Since Atlas is a fairly large and complex project, one article was definitely not enough to explore all of its capabilities. Building on the previous article, we will explore classifications and glossary, the REST API, and two more sources of lineage information (Spark and Kafka).
Classification
Let's start with classification. In our previous example we created some Hive tables containing information about people and their documents, and now we'll put ourselves in the shoes of a data steward: How can we describe the data contained in a table, or even in a single column? How can we explain that some data should not be visible to everybody, or that their value is higher, or that they are covered by a SLA?
Let's take the people
table we created before, which looks like the following:
| name | surname | age | person_id |
|------|---------|-----|-----------|
| Jane | Doe | 22 | 3 |
| John | Smith | 30 | 1 |
...
We might want to say that this table contains personally identifying information (PII), so that other teams can create policies to control the access to such information. In Atlas, doing this is a matter of creating the classification itself:
and assigning it to the items we want to classify:
An interesting thing we will see is that this classification automatically extends to the joined
table, and that is where Atlas really shines: the classification is propagated thanks to the lineage information that relates all these tables.
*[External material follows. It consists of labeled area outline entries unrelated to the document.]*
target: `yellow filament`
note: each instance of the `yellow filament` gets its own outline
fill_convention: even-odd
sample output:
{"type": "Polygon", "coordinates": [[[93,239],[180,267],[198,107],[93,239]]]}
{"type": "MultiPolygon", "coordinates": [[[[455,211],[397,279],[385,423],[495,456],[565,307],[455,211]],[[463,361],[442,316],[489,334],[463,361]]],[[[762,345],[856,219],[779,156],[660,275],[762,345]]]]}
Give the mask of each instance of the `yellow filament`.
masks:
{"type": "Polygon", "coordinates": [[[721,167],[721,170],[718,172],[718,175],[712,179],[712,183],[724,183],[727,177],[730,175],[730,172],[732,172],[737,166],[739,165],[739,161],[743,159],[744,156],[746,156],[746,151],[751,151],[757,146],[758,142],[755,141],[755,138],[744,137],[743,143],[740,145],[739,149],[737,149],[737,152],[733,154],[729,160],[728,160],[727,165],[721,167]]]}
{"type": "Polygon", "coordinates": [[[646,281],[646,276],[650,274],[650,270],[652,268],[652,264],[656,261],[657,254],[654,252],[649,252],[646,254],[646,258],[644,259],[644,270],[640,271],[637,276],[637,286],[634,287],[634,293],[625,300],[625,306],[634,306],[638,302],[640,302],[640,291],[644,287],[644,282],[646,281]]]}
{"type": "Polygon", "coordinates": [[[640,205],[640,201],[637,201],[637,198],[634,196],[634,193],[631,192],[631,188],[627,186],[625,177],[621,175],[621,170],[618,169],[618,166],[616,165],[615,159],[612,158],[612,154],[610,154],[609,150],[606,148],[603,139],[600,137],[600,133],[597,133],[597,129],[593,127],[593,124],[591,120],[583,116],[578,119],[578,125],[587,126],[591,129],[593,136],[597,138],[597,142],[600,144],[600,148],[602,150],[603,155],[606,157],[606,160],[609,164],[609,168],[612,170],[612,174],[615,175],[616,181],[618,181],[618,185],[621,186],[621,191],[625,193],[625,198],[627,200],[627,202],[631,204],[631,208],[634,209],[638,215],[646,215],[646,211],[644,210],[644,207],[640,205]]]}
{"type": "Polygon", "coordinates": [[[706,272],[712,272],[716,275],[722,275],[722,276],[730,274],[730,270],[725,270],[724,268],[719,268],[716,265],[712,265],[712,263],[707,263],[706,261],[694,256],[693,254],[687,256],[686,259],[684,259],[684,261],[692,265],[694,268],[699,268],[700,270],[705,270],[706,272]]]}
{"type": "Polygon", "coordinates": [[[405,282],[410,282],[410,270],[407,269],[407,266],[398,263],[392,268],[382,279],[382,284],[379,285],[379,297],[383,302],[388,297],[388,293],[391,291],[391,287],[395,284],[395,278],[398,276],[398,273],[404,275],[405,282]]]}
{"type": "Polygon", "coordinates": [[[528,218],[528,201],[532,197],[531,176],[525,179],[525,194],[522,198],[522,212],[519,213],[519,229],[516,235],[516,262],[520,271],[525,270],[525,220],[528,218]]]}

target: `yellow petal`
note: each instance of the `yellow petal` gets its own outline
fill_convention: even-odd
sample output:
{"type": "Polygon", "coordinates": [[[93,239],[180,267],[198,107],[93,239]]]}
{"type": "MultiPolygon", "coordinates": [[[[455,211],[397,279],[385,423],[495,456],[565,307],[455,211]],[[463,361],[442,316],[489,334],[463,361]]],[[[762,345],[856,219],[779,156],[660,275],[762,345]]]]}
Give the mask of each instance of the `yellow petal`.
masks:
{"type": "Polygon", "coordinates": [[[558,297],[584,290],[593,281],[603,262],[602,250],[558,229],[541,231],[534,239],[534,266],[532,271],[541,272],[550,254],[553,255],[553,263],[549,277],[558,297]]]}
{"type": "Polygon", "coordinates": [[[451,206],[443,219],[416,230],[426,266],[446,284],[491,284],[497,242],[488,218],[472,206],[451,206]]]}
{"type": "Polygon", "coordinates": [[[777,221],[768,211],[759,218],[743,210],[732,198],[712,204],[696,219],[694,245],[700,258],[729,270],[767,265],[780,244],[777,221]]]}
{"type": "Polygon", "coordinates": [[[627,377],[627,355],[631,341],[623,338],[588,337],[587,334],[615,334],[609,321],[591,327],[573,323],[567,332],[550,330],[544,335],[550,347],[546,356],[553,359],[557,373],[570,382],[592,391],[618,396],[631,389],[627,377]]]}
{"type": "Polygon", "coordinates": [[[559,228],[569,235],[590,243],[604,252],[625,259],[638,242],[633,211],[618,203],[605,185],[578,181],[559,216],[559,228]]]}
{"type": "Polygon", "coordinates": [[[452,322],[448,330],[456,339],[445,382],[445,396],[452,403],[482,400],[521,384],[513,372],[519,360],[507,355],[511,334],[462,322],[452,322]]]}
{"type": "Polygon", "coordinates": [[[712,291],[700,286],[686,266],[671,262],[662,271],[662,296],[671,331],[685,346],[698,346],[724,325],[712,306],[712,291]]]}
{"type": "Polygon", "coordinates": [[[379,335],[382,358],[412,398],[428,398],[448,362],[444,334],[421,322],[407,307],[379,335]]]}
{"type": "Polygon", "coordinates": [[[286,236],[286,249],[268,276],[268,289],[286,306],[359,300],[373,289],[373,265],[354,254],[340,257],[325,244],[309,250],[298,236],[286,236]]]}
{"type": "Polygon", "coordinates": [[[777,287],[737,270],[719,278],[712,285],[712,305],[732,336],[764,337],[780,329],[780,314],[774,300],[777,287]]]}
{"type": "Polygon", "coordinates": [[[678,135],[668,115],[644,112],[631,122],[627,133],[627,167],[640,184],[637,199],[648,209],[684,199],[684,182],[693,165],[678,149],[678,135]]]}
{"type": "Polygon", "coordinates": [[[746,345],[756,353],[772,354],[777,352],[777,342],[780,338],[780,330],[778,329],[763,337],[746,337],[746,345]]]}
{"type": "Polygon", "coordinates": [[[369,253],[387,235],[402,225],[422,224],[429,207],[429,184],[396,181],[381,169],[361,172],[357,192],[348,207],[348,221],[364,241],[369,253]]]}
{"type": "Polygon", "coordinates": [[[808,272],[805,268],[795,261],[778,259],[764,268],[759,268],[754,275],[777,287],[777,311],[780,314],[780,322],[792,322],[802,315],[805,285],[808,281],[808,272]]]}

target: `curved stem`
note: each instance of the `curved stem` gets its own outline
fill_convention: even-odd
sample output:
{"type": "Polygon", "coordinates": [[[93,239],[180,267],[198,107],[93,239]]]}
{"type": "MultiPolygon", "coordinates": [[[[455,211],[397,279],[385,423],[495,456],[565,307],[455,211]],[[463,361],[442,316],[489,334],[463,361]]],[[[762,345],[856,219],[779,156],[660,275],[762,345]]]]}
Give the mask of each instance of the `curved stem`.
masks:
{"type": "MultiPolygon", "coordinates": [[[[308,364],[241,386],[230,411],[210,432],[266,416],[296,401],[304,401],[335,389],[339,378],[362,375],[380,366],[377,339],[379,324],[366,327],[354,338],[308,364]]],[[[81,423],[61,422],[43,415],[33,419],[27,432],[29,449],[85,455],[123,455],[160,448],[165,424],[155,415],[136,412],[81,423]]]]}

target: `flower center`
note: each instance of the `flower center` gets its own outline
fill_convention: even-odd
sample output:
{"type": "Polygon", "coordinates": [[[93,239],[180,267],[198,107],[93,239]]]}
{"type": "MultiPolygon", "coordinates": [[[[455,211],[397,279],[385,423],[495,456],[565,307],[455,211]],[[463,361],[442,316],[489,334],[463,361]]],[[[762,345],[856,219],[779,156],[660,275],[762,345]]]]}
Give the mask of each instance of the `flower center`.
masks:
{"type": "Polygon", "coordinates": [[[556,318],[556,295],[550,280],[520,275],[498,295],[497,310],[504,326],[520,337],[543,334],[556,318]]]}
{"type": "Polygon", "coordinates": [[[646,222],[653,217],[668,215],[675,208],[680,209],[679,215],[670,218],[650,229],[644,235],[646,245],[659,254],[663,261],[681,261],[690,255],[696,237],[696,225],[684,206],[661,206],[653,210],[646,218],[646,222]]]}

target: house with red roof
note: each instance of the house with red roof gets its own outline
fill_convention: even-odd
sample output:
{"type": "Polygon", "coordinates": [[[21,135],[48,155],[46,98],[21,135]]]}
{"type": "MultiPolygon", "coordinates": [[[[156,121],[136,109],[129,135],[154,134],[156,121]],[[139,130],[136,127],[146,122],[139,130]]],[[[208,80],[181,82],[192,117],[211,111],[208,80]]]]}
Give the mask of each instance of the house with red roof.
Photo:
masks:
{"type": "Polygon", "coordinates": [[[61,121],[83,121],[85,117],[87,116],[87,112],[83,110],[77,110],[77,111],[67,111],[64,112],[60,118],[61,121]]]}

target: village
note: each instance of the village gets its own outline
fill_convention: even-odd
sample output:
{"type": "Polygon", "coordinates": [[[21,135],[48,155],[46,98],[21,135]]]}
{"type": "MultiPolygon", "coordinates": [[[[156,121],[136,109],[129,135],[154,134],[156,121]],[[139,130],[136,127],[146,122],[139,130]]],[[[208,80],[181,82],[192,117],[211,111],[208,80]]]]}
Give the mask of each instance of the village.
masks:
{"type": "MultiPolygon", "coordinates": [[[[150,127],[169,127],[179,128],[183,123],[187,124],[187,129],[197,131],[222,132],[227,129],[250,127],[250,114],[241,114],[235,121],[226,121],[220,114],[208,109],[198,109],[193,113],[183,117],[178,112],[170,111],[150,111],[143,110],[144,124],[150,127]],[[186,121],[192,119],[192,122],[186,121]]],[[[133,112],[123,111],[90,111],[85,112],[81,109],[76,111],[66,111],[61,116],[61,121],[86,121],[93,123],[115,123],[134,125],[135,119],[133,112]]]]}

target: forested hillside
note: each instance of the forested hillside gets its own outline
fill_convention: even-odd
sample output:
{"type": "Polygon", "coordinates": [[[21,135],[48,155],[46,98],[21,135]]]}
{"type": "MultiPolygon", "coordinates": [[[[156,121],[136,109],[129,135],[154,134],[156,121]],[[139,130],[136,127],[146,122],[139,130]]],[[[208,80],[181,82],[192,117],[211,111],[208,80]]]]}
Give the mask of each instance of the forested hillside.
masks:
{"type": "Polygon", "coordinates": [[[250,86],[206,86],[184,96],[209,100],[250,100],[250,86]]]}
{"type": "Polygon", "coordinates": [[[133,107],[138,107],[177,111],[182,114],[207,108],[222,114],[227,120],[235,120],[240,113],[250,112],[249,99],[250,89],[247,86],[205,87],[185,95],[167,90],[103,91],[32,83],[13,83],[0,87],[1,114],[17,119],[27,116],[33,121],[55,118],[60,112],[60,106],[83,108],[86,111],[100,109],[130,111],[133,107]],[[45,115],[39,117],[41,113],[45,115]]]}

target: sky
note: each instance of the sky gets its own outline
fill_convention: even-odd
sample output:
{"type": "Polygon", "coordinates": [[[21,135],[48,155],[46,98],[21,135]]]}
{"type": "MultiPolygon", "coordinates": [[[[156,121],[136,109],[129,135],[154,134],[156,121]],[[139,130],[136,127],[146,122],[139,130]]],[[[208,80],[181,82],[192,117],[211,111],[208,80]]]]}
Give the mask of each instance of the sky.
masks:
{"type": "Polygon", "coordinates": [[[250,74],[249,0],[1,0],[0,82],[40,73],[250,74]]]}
Let's create another classification, External
, with a Group
string attribute:
This classification is meant to capture the provenance of a certain dataset, and for this reason it is not to be automatically propagated through the lineage (if a certain group is responsible for a dataset, it is not necessarily responsible for derived data). We can prevent the propagation of a classification by clicking on the "Propagate" checkbox when assigning the classification to an item:
Glossary
We have seen how to classify the metadata and how the classifications take advantage of lineage information. What if we want to attach tags describing data and metadata according to a specific terminology? In pretty much the same way we have created classifications, we can create one or more glossaries to group together terms and categories.
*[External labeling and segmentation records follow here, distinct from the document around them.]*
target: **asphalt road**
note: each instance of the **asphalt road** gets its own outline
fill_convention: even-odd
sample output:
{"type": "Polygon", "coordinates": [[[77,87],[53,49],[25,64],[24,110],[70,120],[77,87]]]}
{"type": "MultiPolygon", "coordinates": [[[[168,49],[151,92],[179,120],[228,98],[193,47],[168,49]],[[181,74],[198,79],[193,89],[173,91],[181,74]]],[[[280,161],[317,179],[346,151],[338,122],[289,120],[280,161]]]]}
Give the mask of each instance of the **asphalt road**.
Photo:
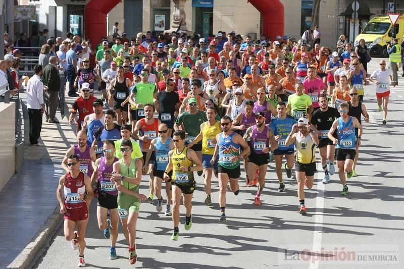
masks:
{"type": "MultiPolygon", "coordinates": [[[[369,72],[378,68],[379,60],[374,59],[370,63],[369,72]]],[[[375,86],[366,87],[365,103],[371,121],[364,124],[358,176],[347,180],[347,196],[339,194],[342,186],[337,175],[331,176],[329,184],[321,183],[324,173],[317,153],[319,172],[313,189],[305,190],[308,213],[300,216],[294,176],[285,181],[285,192],[278,192],[272,163],[267,172],[262,205],[253,204],[256,190],[245,186],[243,169],[240,194],[235,196],[228,192],[228,221],[222,224],[218,221],[217,180],[213,180],[213,202],[208,207],[204,203],[203,180],[197,176],[193,225],[190,230],[185,231],[185,209],[181,206],[178,241],[170,240],[171,217],[157,212],[155,205],[142,204],[137,225],[138,260],[134,265],[128,262],[121,227],[117,245],[118,258],[108,259],[109,241],[98,230],[94,201],[86,235],[86,267],[402,268],[404,211],[400,203],[404,200],[404,127],[400,117],[404,79],[400,77],[399,81],[399,86],[391,90],[385,126],[381,125],[382,113],[377,112],[375,86]]],[[[148,178],[143,177],[141,186],[141,192],[146,195],[148,178]]],[[[43,249],[34,268],[77,265],[78,253],[63,234],[62,226],[43,249]]]]}

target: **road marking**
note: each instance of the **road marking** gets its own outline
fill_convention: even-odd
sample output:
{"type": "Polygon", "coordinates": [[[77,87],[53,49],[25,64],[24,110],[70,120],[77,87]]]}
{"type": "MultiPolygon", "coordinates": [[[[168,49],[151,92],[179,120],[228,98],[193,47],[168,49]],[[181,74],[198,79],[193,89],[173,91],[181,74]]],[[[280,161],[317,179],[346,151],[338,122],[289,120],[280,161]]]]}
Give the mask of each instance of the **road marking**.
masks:
{"type": "MultiPolygon", "coordinates": [[[[320,165],[322,166],[321,169],[322,170],[321,162],[320,165]]],[[[319,173],[317,173],[316,177],[316,181],[317,182],[316,190],[318,192],[316,196],[316,208],[317,208],[317,211],[314,213],[315,214],[314,217],[314,234],[313,238],[313,247],[312,248],[312,251],[314,252],[321,250],[323,238],[323,221],[324,217],[324,192],[325,191],[326,184],[321,182],[322,180],[318,178],[320,174],[319,173]]],[[[320,261],[317,259],[315,259],[315,262],[310,263],[310,269],[317,269],[318,268],[320,261]]]]}

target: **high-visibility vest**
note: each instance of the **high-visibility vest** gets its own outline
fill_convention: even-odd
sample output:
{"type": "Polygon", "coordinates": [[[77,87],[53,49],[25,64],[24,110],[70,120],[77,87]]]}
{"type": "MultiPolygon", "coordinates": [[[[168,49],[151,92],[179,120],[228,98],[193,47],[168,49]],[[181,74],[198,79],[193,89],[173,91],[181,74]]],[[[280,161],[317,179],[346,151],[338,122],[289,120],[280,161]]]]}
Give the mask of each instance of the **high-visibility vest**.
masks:
{"type": "Polygon", "coordinates": [[[401,46],[396,44],[394,46],[395,47],[395,52],[390,55],[389,60],[392,63],[401,63],[401,46]]]}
In the "Glossary" section we need first of all to create a glossary, for instance Identification
:
Then, we create a category by clicking on the "Terms/Category" selector and selecting "Create category" from the glossary contextual menu:
Now, in the same way, we switch to "Terms" and create the two terms National ID card
and Passport
. If we click on any of the terms, we will see the term's detail page where we can assign classifications and categories. We can even create relationships between terms, for instance to say that a National ID card
is somewhat related to a Passport
via a seeAlso
relation. After this, we can finally assign the terms to any metadata item, for instance to the document
table, by clicking on the plus sign under the "Term" column in the search view:
For further information, the Glossary page on the Atlas website is very detailed and shows some useful examples.
The REST API
Another very strong feature that Atlas offers is its rich REST API. Basically, everything that can be done via the UI can be done via the API as well. A Swagger interactive interface is available on the website for easier exploration; here we will touch on the main sections with a couple examples.
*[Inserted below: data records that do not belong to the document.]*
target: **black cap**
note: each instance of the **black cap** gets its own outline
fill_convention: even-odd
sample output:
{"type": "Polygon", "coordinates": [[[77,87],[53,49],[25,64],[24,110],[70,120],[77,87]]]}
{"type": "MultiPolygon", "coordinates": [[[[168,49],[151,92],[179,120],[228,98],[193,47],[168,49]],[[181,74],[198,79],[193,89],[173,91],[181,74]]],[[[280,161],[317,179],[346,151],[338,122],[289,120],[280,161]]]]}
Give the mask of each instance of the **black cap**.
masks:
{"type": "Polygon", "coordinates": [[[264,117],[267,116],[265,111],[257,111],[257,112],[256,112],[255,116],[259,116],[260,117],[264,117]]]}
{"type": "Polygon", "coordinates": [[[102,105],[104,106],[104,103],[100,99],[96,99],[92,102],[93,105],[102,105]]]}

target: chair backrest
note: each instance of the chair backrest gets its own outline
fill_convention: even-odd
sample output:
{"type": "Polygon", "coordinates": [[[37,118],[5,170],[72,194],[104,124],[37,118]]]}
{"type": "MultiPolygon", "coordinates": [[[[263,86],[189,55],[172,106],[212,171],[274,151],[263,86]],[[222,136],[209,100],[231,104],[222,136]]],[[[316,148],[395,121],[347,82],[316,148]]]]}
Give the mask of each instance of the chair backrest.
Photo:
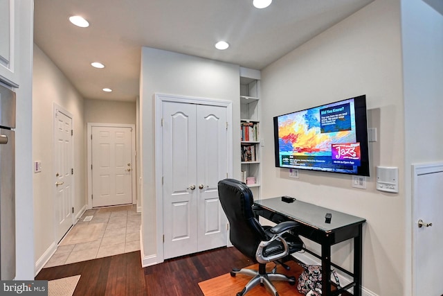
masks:
{"type": "Polygon", "coordinates": [[[252,192],[246,184],[234,179],[219,182],[219,197],[230,224],[230,238],[239,251],[255,262],[255,252],[264,230],[254,217],[252,192]]]}

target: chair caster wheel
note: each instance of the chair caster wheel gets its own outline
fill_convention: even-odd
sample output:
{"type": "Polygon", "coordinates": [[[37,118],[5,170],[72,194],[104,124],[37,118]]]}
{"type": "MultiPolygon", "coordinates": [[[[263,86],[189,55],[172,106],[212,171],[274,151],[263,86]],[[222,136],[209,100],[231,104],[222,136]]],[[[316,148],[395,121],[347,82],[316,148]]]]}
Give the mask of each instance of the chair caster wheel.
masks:
{"type": "Polygon", "coordinates": [[[242,291],[237,293],[237,296],[243,296],[244,294],[244,289],[243,289],[242,291]]]}

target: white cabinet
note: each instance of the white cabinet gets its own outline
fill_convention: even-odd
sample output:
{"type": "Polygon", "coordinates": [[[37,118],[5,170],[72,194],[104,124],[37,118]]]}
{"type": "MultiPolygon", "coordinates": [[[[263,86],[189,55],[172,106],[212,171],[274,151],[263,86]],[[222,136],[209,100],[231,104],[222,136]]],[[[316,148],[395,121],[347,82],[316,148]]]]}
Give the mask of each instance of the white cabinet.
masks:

As usual, the following API calls can be performed with any client (curl, Postman, etc.). In the following, every call is run via curl
with JSON as the response content type and with the correct access credentials (which, as a default, are admin / admin
); in other words, an API call such as /api/atlas/v2/types/typedefs
is performed with:
$ curl -u admin:admin -H "Accept: application/json" http://localhost:21000/api/atlas/v2/types/typedefs
If the client is based on the command line, a tool such as json_pp
is recommended in order to pretty-print the JSON response.
Types
To list all entity types:
/api/atlas/v2/types/typedefs
Description of a single type by type name (e.g. hive_table
):
/api/atlas/v2/types/typedef/name/hive_table
Search
Metadata entities can be searched in multiple ways. The basic search endpoint has to be used with at least one parameter, for instance the type name:
/api/atlas/v2/search/basic?typeName=hive_table
or a full-text query:
/api/atlas/v2/search/basic?typeName=hive_table&query=people
or a classification:
/api/atlas/v2/search/basic?classification=PII
If we had deleted any entities (e.g. if we dropped any Hive tables), we would see a few entities with a field "status": "DELETED"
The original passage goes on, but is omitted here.